I am trying to build a DQN to play tic tac toe but I just cannot get it to convergence. I tried both convolutional and fully connected feed forward networks but I just cant get the network to master the game. I measure the performance by letting the agent play against a random player and check the win percentage of the random player. It should converge to zero, but I cannot get it below 30%. Can someone maybe check the code, if I implemented something incorrectly? I would be so thankful, I don’t know how many hours I spent on hyperparameter search now…

Here is my code:

import numpy as np
import random
import matplotlib.pyplot as plt
import pickle

import torch
import torch.nn as nn
torch.manual_seed(0)


# returns new state
def play_move(st, player, move):
    state_copy = st.copy()
    while state_copy[move] != 0:
        move = int(input('This space is already occupied!

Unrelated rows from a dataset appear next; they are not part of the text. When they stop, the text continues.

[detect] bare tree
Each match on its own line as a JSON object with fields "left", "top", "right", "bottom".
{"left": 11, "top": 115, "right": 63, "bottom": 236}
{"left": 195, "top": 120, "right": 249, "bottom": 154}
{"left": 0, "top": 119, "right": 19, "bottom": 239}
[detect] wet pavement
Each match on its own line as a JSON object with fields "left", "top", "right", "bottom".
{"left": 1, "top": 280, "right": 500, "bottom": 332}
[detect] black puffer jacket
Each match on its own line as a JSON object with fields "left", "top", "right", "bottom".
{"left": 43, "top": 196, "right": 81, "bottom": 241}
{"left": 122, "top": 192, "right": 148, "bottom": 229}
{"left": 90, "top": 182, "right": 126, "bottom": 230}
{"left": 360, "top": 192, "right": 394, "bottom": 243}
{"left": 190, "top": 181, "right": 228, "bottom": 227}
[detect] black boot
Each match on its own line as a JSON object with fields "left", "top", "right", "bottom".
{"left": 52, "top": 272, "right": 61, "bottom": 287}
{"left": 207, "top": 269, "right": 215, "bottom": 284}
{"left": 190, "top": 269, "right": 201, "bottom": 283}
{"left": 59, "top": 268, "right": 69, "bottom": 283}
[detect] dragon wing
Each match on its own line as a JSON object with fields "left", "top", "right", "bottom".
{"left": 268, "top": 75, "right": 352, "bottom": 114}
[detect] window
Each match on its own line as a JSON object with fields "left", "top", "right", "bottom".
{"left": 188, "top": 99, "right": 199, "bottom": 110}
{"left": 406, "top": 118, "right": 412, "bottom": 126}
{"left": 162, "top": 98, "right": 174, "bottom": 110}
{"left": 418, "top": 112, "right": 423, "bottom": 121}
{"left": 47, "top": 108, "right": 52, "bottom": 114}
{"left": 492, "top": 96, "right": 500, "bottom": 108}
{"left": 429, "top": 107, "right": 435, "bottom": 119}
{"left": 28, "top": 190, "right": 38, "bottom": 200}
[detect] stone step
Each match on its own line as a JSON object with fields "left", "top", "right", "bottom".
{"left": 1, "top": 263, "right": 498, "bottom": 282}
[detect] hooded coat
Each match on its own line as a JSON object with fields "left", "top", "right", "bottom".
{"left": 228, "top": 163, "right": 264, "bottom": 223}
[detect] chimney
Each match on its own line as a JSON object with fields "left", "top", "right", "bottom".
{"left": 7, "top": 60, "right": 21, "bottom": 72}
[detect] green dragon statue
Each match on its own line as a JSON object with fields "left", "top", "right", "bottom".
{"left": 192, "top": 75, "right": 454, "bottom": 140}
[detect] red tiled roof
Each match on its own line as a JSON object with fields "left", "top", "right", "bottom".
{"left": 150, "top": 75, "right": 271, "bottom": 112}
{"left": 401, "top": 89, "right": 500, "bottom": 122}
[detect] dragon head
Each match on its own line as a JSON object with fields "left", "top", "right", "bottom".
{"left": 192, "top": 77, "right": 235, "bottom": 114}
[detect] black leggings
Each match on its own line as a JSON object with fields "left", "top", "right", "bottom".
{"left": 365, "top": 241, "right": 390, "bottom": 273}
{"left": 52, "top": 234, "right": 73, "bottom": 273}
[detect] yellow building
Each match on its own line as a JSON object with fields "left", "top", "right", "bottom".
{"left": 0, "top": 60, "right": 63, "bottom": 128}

Choose again: ')) - 1
    state_copy[move] = player
    return state_copy


# returns winner, game status (Done, Not Done, Draw)
def check_result(st):
    # check horizontal
    if st[0] == st[1] == st[2] and st[0] != 0:
        return st[0], 'Done'
    if st[3] == st[4] == st[5] and st[3] != 0:
        return st[3], 'Done'
    if st[6] == st[7] == st[8] and st[6] != 0:
        return st[6], 'Done'

    # check vertical
    if st[0] == st[3] == st[6] and st[0] != 0:
        return st[0], 'Done'
    if st[1] == st[4] == st[7] and st[1] != 0:
        return st[1], 'Done'
    if st[2] == st[5] == st[8] and st[2] != 0:
        return st[2], 'Done'

    # check diagonal
    if st[0] == st[4] == st[8] and st[0] != 0:
        return st[0], 'Done'
    if st[2] == st[4] == st[6] and st[2] != 0:
        return st[2], 'Done'

    # check for draw
    if st.count(0) == 0:
        return None, 'Draw'

    # otherwise
    return None, 'Not Done'


# prints board
def print_board(st):
    state_copy = st.copy()
    for i , symbol in enumerate(state_copy):
        if symbol == 0:
            state_copy[i] = ' '
        elif symbol == 1:
            state_copy[i] = 'X'
        elif symbol == -1:
            state_copy[i] = 'O'

    print('  ' + str(state_copy[0]) + ' | ' + str(state_copy[1]) + ' | ' + str(state_copy[2]) + '  ')
    print('-------------')
    print('  ' + str(state_copy[3]) + ' | ' + str(state_copy[4]) + ' | ' + str(state_copy[5]) + '  ')
    print('-------------')
    print('  ' + str(state_copy[6]) + ' | ' + str(state_copy[7]) + ' | ' + str(state_copy[8]) + '  ')


class CNN(nn.Module):
    def __init__(self, kernel):
        super(CNN, self).__init__()
        self.process_cnn = nn.Sequential(
            # transforms to 3x3 (formula: out = (in-k+2*p)/s + 1)
            nn.Conv2d(1, kernel, 3, stride=1, padding=1),
            nn.ReLU(True),
            # transforms to 3x3
            nn.Conv2d(kernel, kernel, 3, stride=1, padding=1),
            nn.ReLU(True)
        )

        self.process_lin = nn.Sequential(
            nn.Linear(3 * 3 * kernel, 9)
        )

    def process(self, x):
        x = x.view(-1, 1, 3, 3)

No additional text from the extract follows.